Thursday, August 8, 2013

What is on the Bottom of Your Base?

I am an old skool gamer. As such, a large portion of my figure collection is made of metal. Over the years, I have added more and more plastic models, but I found that I really disliked the feel of moving the lighter pieces around the table. 

If you have ever played chess, it is the same notion--Heavy/weighted chess pieces are more enjoyable to use during a game: they are less likely to move/topple over if the table is bumped; and a heavier chess piece feels like a higher quality piece.

So I weight all of my plastic/resin figures. (even tanks!)
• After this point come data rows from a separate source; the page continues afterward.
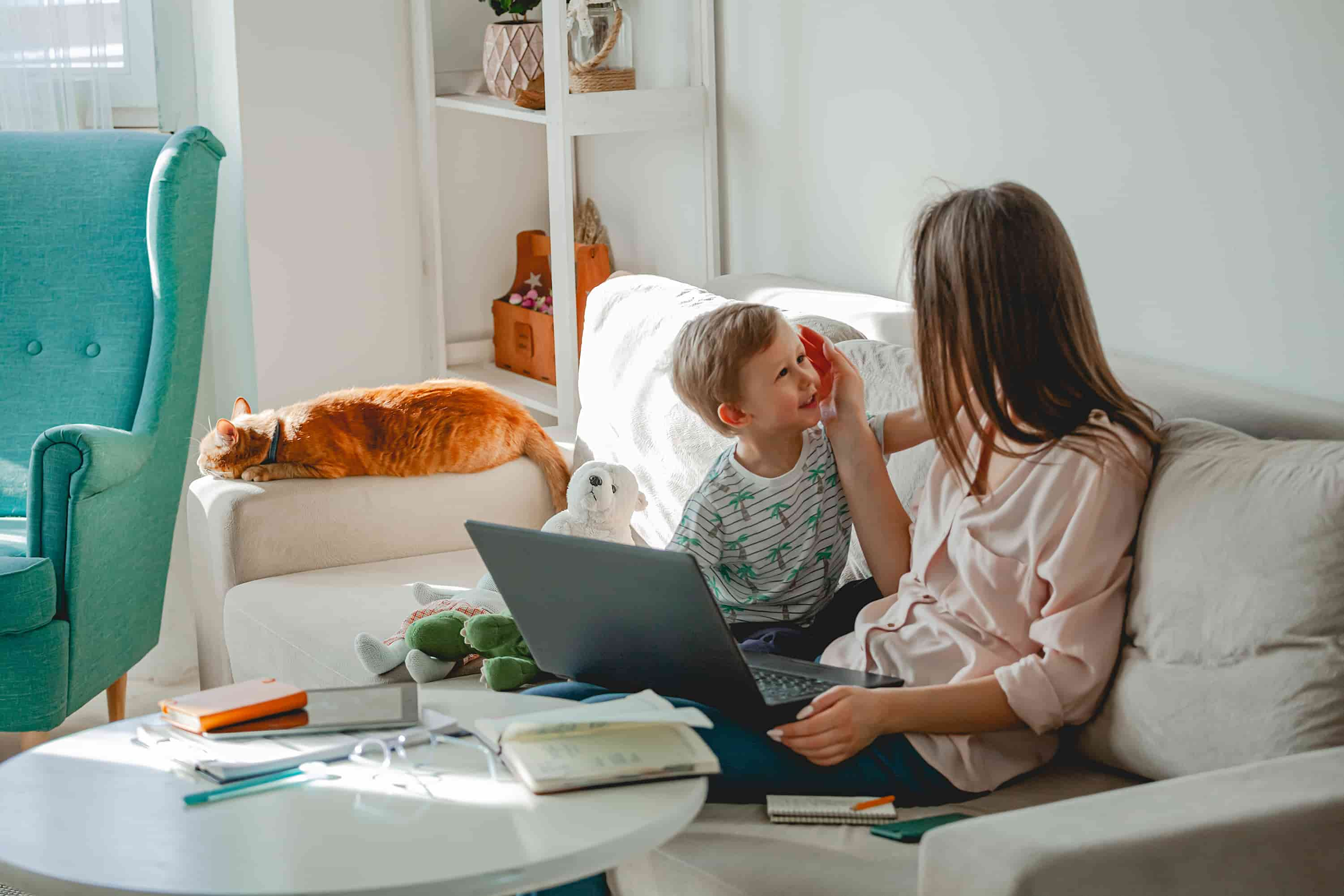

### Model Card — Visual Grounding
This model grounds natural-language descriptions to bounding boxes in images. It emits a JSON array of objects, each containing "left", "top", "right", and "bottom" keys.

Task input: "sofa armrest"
[
  {"left": 919, "top": 747, "right": 1344, "bottom": 896},
  {"left": 187, "top": 458, "right": 554, "bottom": 688},
  {"left": 28, "top": 423, "right": 154, "bottom": 599}
]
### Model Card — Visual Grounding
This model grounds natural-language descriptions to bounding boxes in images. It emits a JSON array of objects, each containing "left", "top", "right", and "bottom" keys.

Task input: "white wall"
[
  {"left": 132, "top": 0, "right": 257, "bottom": 682},
  {"left": 234, "top": 0, "right": 438, "bottom": 407},
  {"left": 718, "top": 0, "right": 1344, "bottom": 400}
]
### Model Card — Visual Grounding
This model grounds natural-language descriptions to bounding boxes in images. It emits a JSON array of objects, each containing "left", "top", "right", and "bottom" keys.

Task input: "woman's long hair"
[{"left": 908, "top": 183, "right": 1159, "bottom": 488}]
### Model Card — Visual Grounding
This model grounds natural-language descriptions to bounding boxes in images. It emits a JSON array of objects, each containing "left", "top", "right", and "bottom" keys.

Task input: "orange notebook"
[{"left": 158, "top": 678, "right": 308, "bottom": 733}]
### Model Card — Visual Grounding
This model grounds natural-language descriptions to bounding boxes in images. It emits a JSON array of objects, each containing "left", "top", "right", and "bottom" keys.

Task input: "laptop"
[{"left": 467, "top": 520, "right": 903, "bottom": 727}]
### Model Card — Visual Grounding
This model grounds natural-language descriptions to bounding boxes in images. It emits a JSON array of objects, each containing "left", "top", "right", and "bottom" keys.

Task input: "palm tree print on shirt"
[
  {"left": 812, "top": 548, "right": 830, "bottom": 579},
  {"left": 728, "top": 489, "right": 755, "bottom": 523}
]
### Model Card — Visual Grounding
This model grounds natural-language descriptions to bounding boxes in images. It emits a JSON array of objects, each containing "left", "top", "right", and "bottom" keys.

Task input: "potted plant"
[{"left": 481, "top": 0, "right": 542, "bottom": 99}]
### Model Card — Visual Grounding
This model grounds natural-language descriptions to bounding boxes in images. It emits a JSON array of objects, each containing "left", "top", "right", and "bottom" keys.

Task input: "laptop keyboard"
[{"left": 751, "top": 669, "right": 835, "bottom": 705}]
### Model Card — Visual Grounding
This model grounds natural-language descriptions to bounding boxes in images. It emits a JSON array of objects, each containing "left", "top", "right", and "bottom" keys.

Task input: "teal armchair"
[{"left": 0, "top": 128, "right": 224, "bottom": 732}]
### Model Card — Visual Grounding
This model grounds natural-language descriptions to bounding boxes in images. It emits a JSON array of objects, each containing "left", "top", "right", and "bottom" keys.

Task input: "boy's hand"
[{"left": 766, "top": 685, "right": 894, "bottom": 766}]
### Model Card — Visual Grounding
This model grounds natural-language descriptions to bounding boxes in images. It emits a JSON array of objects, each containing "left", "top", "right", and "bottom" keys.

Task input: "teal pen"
[{"left": 181, "top": 768, "right": 309, "bottom": 806}]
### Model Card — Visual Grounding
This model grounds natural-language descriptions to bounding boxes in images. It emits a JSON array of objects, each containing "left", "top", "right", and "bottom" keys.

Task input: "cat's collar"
[{"left": 262, "top": 420, "right": 279, "bottom": 465}]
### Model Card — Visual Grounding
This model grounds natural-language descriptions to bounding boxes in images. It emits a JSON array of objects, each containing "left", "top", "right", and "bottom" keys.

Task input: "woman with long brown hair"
[
  {"left": 532, "top": 183, "right": 1157, "bottom": 893},
  {"left": 770, "top": 183, "right": 1157, "bottom": 791}
]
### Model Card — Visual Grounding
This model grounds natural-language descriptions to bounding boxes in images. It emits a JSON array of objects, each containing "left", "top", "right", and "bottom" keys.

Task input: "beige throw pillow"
[{"left": 1079, "top": 420, "right": 1344, "bottom": 778}]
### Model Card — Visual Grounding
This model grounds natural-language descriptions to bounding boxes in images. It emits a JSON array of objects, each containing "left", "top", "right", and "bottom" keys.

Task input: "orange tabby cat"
[{"left": 196, "top": 380, "right": 570, "bottom": 510}]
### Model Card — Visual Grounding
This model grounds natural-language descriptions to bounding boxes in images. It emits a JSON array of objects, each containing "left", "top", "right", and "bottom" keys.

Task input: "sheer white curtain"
[{"left": 0, "top": 0, "right": 125, "bottom": 130}]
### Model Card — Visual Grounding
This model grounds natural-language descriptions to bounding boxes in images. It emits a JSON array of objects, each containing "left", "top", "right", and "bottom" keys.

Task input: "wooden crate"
[
  {"left": 492, "top": 230, "right": 612, "bottom": 384},
  {"left": 491, "top": 298, "right": 555, "bottom": 386}
]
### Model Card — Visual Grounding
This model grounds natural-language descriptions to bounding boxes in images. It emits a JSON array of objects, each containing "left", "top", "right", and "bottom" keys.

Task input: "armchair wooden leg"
[
  {"left": 19, "top": 731, "right": 51, "bottom": 752},
  {"left": 107, "top": 676, "right": 126, "bottom": 721}
]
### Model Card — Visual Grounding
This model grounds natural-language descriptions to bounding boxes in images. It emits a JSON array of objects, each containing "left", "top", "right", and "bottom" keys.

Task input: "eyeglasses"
[{"left": 350, "top": 728, "right": 499, "bottom": 799}]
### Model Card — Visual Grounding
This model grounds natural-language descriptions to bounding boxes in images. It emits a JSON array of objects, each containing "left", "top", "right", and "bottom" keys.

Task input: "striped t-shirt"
[{"left": 668, "top": 416, "right": 886, "bottom": 622}]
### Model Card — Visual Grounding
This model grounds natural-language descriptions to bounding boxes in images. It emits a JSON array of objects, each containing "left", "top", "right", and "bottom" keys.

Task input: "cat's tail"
[{"left": 523, "top": 424, "right": 570, "bottom": 513}]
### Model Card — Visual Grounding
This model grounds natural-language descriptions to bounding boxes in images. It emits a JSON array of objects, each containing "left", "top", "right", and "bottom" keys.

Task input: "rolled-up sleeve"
[{"left": 994, "top": 453, "right": 1148, "bottom": 733}]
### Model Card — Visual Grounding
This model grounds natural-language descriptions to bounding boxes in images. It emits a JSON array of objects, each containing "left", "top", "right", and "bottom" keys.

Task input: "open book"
[{"left": 475, "top": 690, "right": 719, "bottom": 794}]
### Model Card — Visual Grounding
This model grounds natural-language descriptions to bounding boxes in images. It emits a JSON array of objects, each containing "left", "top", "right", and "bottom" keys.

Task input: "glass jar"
[{"left": 566, "top": 0, "right": 634, "bottom": 93}]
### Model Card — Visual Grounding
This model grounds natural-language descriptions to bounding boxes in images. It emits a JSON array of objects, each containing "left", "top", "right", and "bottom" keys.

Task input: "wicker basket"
[{"left": 567, "top": 0, "right": 634, "bottom": 93}]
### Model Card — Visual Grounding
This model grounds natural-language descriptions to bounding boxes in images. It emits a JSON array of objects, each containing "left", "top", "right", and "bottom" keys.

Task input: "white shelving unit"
[{"left": 411, "top": 0, "right": 719, "bottom": 431}]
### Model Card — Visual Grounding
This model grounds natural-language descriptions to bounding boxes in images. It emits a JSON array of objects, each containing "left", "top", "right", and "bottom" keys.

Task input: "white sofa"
[{"left": 189, "top": 275, "right": 1344, "bottom": 896}]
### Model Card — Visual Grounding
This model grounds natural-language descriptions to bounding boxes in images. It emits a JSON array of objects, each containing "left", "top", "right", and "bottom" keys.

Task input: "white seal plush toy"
[
  {"left": 476, "top": 461, "right": 649, "bottom": 592},
  {"left": 355, "top": 461, "right": 649, "bottom": 684}
]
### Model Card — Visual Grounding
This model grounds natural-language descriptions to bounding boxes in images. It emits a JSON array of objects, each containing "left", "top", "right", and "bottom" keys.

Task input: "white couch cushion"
[
  {"left": 224, "top": 551, "right": 485, "bottom": 688},
  {"left": 706, "top": 274, "right": 914, "bottom": 345},
  {"left": 574, "top": 275, "right": 931, "bottom": 553},
  {"left": 609, "top": 762, "right": 1143, "bottom": 896},
  {"left": 1081, "top": 420, "right": 1344, "bottom": 778}
]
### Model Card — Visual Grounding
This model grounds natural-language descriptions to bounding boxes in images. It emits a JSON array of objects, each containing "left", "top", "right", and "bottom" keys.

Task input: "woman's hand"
[
  {"left": 766, "top": 685, "right": 895, "bottom": 766},
  {"left": 798, "top": 326, "right": 868, "bottom": 442}
]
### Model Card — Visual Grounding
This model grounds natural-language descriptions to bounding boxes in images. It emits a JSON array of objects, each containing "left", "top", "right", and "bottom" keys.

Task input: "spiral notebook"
[{"left": 765, "top": 794, "right": 896, "bottom": 825}]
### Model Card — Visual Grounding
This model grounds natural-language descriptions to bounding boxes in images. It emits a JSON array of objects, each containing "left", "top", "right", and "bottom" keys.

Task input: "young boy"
[{"left": 668, "top": 302, "right": 927, "bottom": 660}]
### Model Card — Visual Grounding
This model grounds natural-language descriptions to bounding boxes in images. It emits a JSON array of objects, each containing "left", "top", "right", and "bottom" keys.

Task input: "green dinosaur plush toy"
[{"left": 406, "top": 610, "right": 538, "bottom": 690}]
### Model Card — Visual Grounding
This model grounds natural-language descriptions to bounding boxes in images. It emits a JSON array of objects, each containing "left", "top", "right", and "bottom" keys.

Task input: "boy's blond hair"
[{"left": 672, "top": 302, "right": 788, "bottom": 435}]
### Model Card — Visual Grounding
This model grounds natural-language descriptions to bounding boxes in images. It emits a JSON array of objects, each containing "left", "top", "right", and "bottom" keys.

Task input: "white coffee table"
[{"left": 0, "top": 682, "right": 706, "bottom": 896}]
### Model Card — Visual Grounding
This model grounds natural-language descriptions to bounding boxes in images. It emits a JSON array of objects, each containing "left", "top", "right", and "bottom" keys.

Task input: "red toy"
[{"left": 798, "top": 326, "right": 835, "bottom": 402}]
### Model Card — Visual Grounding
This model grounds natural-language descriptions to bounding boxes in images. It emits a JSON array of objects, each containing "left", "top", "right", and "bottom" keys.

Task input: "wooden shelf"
[
  {"left": 448, "top": 361, "right": 559, "bottom": 416},
  {"left": 565, "top": 87, "right": 706, "bottom": 137},
  {"left": 434, "top": 93, "right": 546, "bottom": 125},
  {"left": 434, "top": 87, "right": 706, "bottom": 137}
]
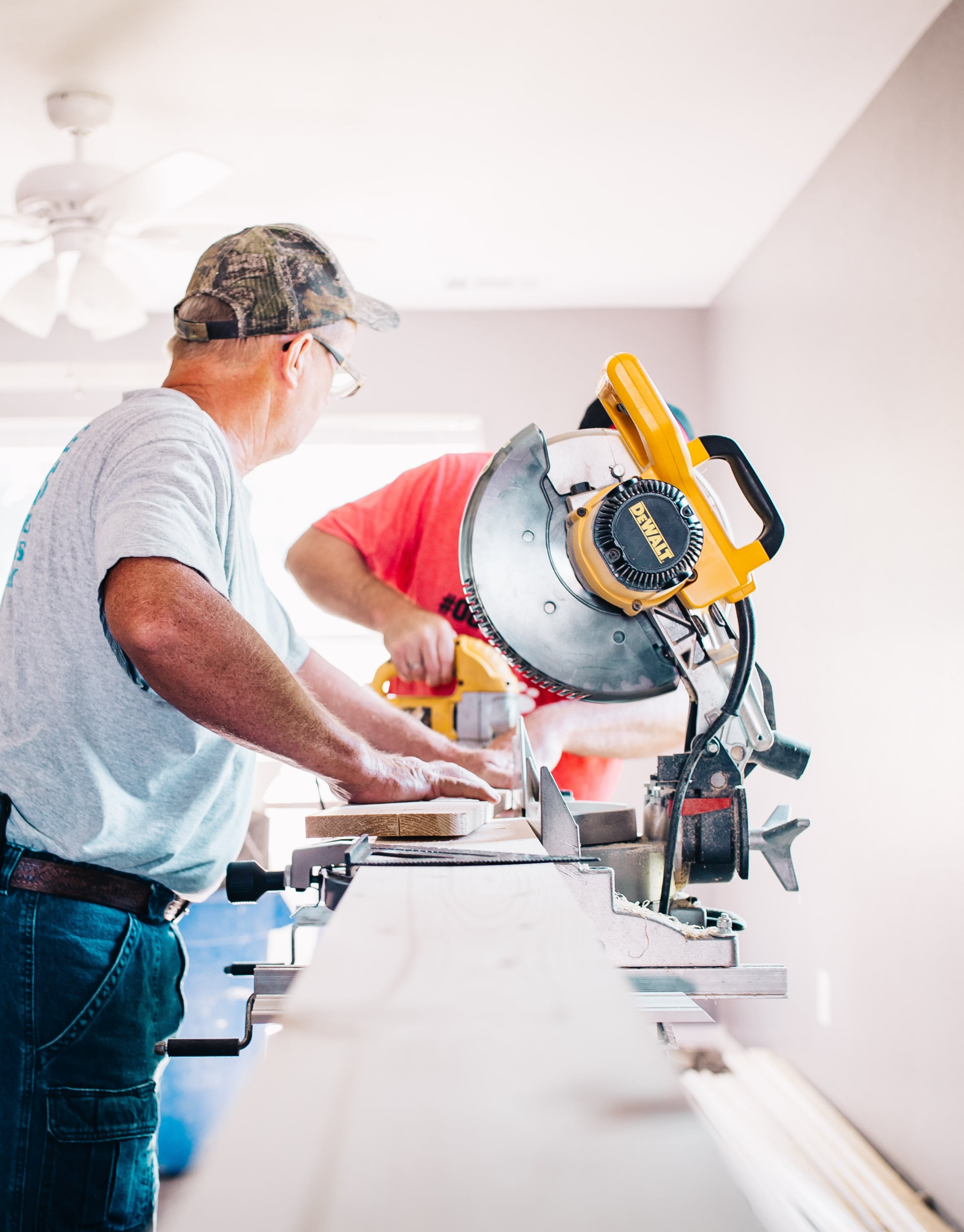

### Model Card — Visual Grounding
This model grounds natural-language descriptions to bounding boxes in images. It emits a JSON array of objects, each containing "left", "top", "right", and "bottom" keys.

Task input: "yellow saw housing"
[
  {"left": 372, "top": 633, "right": 521, "bottom": 741},
  {"left": 566, "top": 355, "right": 783, "bottom": 616}
]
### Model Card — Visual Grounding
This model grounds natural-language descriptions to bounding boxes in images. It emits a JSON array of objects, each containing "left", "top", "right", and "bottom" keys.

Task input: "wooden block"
[{"left": 304, "top": 797, "right": 495, "bottom": 839}]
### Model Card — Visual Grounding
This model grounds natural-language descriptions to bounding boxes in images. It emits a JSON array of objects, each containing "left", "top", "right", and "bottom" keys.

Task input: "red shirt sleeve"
[{"left": 314, "top": 453, "right": 490, "bottom": 611}]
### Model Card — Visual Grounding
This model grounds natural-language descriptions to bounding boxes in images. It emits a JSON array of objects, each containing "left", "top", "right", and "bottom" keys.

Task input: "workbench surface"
[{"left": 165, "top": 819, "right": 758, "bottom": 1232}]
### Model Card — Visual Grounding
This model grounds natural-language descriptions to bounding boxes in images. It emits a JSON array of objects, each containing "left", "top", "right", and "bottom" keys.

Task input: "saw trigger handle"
[{"left": 699, "top": 435, "right": 784, "bottom": 560}]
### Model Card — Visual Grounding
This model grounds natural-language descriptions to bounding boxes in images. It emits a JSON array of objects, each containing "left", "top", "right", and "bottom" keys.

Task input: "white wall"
[
  {"left": 707, "top": 0, "right": 964, "bottom": 1221},
  {"left": 346, "top": 308, "right": 706, "bottom": 449},
  {"left": 0, "top": 308, "right": 707, "bottom": 449}
]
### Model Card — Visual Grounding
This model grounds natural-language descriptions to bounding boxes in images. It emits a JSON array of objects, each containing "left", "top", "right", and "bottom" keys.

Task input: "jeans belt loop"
[{"left": 0, "top": 791, "right": 25, "bottom": 895}]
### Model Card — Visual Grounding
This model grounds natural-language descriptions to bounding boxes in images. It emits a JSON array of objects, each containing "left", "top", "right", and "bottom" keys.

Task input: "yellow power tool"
[
  {"left": 372, "top": 633, "right": 531, "bottom": 744},
  {"left": 568, "top": 355, "right": 783, "bottom": 616}
]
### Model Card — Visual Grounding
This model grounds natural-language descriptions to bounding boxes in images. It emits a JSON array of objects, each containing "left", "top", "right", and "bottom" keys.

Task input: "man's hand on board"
[{"left": 340, "top": 753, "right": 499, "bottom": 804}]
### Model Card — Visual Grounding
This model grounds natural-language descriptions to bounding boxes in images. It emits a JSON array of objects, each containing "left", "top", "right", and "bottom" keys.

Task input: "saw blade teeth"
[{"left": 462, "top": 578, "right": 586, "bottom": 701}]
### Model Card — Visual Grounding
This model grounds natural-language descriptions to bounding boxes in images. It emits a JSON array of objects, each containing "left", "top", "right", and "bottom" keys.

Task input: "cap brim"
[{"left": 348, "top": 291, "right": 399, "bottom": 333}]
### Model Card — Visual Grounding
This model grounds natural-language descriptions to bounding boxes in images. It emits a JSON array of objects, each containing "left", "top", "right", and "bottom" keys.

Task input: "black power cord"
[{"left": 660, "top": 599, "right": 756, "bottom": 915}]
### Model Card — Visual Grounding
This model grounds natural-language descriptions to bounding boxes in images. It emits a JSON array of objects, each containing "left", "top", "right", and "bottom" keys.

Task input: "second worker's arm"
[{"left": 286, "top": 526, "right": 456, "bottom": 685}]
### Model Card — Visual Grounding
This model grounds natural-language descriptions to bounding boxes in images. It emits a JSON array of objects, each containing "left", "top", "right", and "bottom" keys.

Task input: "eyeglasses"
[{"left": 282, "top": 334, "right": 365, "bottom": 398}]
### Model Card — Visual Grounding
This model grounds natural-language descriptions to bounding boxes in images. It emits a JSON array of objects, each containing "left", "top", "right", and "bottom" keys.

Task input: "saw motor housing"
[{"left": 568, "top": 355, "right": 783, "bottom": 616}]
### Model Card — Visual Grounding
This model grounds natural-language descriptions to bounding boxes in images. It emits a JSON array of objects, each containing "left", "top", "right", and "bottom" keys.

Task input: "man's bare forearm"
[
  {"left": 105, "top": 557, "right": 494, "bottom": 801},
  {"left": 105, "top": 558, "right": 374, "bottom": 782}
]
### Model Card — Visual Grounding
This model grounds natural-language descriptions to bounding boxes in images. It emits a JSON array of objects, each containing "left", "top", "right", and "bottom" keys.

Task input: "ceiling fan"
[{"left": 0, "top": 90, "right": 231, "bottom": 341}]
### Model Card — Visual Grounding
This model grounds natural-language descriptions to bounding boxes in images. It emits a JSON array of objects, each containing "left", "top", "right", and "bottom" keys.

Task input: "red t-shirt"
[{"left": 314, "top": 453, "right": 622, "bottom": 799}]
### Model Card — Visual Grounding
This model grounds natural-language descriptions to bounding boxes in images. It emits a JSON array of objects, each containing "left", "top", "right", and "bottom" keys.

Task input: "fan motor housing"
[{"left": 568, "top": 478, "right": 703, "bottom": 616}]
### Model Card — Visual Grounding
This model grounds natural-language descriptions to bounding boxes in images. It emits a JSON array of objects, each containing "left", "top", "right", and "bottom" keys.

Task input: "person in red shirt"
[{"left": 287, "top": 404, "right": 688, "bottom": 799}]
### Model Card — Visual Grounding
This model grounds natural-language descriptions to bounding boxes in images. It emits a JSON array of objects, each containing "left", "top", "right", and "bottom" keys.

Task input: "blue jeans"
[{"left": 0, "top": 844, "right": 185, "bottom": 1232}]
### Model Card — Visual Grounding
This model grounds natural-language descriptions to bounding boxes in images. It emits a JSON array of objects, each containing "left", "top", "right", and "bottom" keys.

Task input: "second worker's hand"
[
  {"left": 450, "top": 732, "right": 518, "bottom": 788},
  {"left": 383, "top": 604, "right": 456, "bottom": 686},
  {"left": 340, "top": 753, "right": 499, "bottom": 804}
]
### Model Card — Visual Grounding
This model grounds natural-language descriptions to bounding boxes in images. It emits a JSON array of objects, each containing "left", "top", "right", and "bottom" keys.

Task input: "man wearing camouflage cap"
[{"left": 0, "top": 225, "right": 508, "bottom": 1230}]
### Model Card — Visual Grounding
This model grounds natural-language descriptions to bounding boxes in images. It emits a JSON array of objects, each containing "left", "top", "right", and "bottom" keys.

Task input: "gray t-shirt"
[{"left": 0, "top": 389, "right": 308, "bottom": 896}]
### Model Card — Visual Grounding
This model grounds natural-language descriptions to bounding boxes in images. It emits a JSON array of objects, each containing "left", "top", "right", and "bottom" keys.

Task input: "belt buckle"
[{"left": 164, "top": 895, "right": 191, "bottom": 924}]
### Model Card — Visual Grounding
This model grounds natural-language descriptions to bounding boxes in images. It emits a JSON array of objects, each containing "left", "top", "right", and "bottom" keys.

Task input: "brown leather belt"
[{"left": 10, "top": 855, "right": 189, "bottom": 920}]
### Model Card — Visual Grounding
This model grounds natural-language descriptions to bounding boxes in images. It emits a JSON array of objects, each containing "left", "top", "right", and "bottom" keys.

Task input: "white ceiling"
[{"left": 0, "top": 0, "right": 946, "bottom": 309}]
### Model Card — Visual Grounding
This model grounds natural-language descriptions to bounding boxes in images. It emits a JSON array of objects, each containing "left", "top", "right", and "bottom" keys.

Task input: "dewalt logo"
[{"left": 629, "top": 500, "right": 673, "bottom": 564}]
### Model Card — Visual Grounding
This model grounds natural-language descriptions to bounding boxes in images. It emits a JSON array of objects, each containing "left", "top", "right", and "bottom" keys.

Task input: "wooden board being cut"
[{"left": 304, "top": 796, "right": 495, "bottom": 839}]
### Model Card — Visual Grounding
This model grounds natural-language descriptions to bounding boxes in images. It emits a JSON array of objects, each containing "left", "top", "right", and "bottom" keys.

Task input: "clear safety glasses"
[{"left": 282, "top": 334, "right": 365, "bottom": 398}]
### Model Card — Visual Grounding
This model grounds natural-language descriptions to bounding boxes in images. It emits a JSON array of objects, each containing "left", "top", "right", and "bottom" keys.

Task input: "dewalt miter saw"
[
  {"left": 461, "top": 355, "right": 809, "bottom": 988},
  {"left": 372, "top": 633, "right": 532, "bottom": 744}
]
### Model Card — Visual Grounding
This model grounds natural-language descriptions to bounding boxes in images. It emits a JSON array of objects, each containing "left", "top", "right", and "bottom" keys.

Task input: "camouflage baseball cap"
[{"left": 174, "top": 223, "right": 399, "bottom": 342}]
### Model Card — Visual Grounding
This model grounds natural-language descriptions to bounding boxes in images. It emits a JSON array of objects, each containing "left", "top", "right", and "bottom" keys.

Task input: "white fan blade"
[
  {"left": 0, "top": 214, "right": 47, "bottom": 248},
  {"left": 67, "top": 252, "right": 148, "bottom": 342},
  {"left": 0, "top": 257, "right": 60, "bottom": 337},
  {"left": 84, "top": 150, "right": 231, "bottom": 224}
]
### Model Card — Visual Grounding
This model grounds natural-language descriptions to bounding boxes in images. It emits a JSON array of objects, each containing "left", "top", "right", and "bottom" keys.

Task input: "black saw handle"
[{"left": 699, "top": 436, "right": 784, "bottom": 560}]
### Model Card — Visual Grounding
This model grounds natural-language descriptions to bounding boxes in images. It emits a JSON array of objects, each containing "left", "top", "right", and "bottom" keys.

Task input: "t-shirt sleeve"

Example of different ways to add weight to a figures.
Description of the examples above, From right to left:

  1. Aeptus-B uses small bits of lead (like fishing line weights), fills the remaining space with putty, glues on a piece of paper, then paints it.
  2. For 40mm bases I will clip everything off the underside of the base and glue a thick metal washer
  3. For 25mm bases, I also clip off the underside of the base, but glue a penny to the bottom. I dimly used to use small washers, but they were costing me more than one cent!! Duh!
  4. This base isn't weighted, but I had glued a piece of plasticard to the bottom as it seems to sit better on our heavily textured Necromunda terrain.
  5. This is a large flying base weighted by 4 pennies. it is magnetized for a Tau Devilfish. This both add weight and lowers the center of gravity.

A penny might not seem like much weight, but it is really hard to tell the difference between a typical human sized metal figure and a weighted plastic figure.

Do you weight your bases? If so, do you use a different process?